2023年の「不適切会計」開示は過去 2番目 2年連続増の 60社・62件、最多社数はサービス業
2023年 全上場企業「不適切な会計・経理の開示企業」調査
2023年に「不適切な会計・経理」(以下、不適切会計)を開示した上場企業は、60社(前年比9.0%増)、件数は62件(同12.7%増)で、2年連続で社数、件数が前年を上回った。 2008年に集計を開始以降、2019年の70社、73件をピークに、2021年は51社、51件まで減少したが、再び緩やかに2年連続で増勢に転じた。 2023年に不適切会計を開示した62件の内訳は、最多は経理や会計処理ミスなどの「誤り」の34件(前年比36.0%増)。

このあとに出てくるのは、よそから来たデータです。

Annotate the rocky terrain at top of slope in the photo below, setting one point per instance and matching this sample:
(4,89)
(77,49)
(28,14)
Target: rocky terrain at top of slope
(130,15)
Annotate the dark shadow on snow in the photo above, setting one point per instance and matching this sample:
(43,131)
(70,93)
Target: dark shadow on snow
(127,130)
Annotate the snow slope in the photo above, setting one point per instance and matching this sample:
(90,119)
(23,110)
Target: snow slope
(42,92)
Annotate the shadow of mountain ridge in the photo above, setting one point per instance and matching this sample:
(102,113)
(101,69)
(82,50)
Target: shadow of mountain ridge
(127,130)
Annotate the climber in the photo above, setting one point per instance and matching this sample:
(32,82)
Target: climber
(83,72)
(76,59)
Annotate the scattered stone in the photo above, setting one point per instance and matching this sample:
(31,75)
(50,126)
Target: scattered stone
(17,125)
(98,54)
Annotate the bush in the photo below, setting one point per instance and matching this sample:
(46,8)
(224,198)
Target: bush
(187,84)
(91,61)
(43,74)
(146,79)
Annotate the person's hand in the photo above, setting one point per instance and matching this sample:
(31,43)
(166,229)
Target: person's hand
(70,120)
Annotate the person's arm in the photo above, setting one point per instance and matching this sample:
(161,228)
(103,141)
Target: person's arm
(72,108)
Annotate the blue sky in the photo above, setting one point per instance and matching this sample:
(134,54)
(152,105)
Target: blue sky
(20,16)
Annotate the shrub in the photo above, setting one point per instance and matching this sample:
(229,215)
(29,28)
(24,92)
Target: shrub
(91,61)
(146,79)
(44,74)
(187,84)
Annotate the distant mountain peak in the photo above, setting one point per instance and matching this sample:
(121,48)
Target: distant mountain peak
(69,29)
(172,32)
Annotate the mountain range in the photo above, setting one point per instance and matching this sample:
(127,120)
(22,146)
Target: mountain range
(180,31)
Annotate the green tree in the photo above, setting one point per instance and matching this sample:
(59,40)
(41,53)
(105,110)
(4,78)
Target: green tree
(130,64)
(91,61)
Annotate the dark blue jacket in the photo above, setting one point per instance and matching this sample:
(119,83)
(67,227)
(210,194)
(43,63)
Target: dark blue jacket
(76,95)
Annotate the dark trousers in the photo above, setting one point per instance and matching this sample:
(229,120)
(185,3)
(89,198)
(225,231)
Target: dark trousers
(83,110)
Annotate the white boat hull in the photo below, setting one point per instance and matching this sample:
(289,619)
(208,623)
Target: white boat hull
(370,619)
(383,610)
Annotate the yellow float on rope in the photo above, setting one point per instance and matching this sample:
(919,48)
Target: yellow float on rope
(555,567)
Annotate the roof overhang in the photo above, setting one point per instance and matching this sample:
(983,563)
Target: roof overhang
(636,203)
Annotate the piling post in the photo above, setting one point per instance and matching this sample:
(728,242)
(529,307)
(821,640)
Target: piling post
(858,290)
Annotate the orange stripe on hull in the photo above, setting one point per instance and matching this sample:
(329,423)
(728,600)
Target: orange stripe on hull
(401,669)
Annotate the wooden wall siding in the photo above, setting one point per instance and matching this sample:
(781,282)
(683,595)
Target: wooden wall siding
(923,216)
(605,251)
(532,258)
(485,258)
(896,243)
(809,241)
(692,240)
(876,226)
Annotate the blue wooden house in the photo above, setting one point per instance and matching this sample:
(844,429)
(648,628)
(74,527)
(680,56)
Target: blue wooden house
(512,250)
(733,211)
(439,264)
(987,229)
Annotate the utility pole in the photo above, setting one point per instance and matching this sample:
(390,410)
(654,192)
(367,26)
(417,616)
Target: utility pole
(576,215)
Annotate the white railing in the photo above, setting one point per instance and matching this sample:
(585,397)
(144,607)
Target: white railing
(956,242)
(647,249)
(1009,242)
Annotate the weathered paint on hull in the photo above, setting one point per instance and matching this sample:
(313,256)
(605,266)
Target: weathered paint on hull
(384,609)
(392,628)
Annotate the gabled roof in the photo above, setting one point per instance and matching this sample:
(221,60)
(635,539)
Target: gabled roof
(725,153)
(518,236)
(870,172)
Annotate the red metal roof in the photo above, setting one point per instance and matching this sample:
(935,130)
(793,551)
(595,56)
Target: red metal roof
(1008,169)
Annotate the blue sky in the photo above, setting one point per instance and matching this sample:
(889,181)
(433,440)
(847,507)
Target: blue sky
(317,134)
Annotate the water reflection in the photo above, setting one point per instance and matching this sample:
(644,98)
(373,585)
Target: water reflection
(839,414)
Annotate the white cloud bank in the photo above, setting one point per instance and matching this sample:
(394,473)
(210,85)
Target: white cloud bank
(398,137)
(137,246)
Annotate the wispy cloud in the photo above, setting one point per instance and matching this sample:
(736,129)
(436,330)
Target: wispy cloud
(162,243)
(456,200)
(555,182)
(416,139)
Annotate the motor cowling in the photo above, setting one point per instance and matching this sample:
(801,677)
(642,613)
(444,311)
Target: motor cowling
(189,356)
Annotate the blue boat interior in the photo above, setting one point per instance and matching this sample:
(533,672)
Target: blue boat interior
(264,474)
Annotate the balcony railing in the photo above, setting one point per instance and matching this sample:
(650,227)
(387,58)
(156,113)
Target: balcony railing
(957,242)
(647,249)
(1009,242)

次いで、従業員などによる着服横領が19件(同35.7%増)、子会社で不適切会計処理などの「粉飾」が9件(同43.7%減)だった。 産業別の社数は、最多がサービス業の15社(同87.5%増)。以下、製造業の10社(同41.1%減)、卸売業(同125.0%増)と小売業(同50.0%増)が各9社と続く。 金融庁は2023年12月26日、業界準大手の太陽有限責任監査法人(東京都港区)に新たな契約締結を3カ月禁じる一部業務停止命令を出した。顧客の(株)ディー・ディー・エス(名古屋市、2023年8月上場廃止)が2022年8月、財務諸表の訂正報告書を東海財務局に提出する際、重大な虚偽が残っているにもかかわらず、監査を承認していた。不適切会計は企業側のモラルやコンプライアンス意識だけでなく、監査法人の能力と業務責任とのせめぎ合いが続いている。 ※ 本調査は、自社開示、金融庁・東京証券取引所などの公表資料に基づく。上場企業、有価証券報告書の提出企業を対象に、「不適切な会計・経理」で過年度決算に影響が出た企業、今後影響が出る可能性を開示した企業を集計した。 ※ 同一企業が調査期間内に内容を異にした開示を行った場合、社数は1社、件数は2件としてカウントした。 ※ 業種分類は、証券コード協議会の業種分類に基づく。上場の市場は、東証プライム、スタンダード、グロース、名証プレミア、メイン、ネクスト、札証、アンビシャス、福証、Q-Boardを対象にした。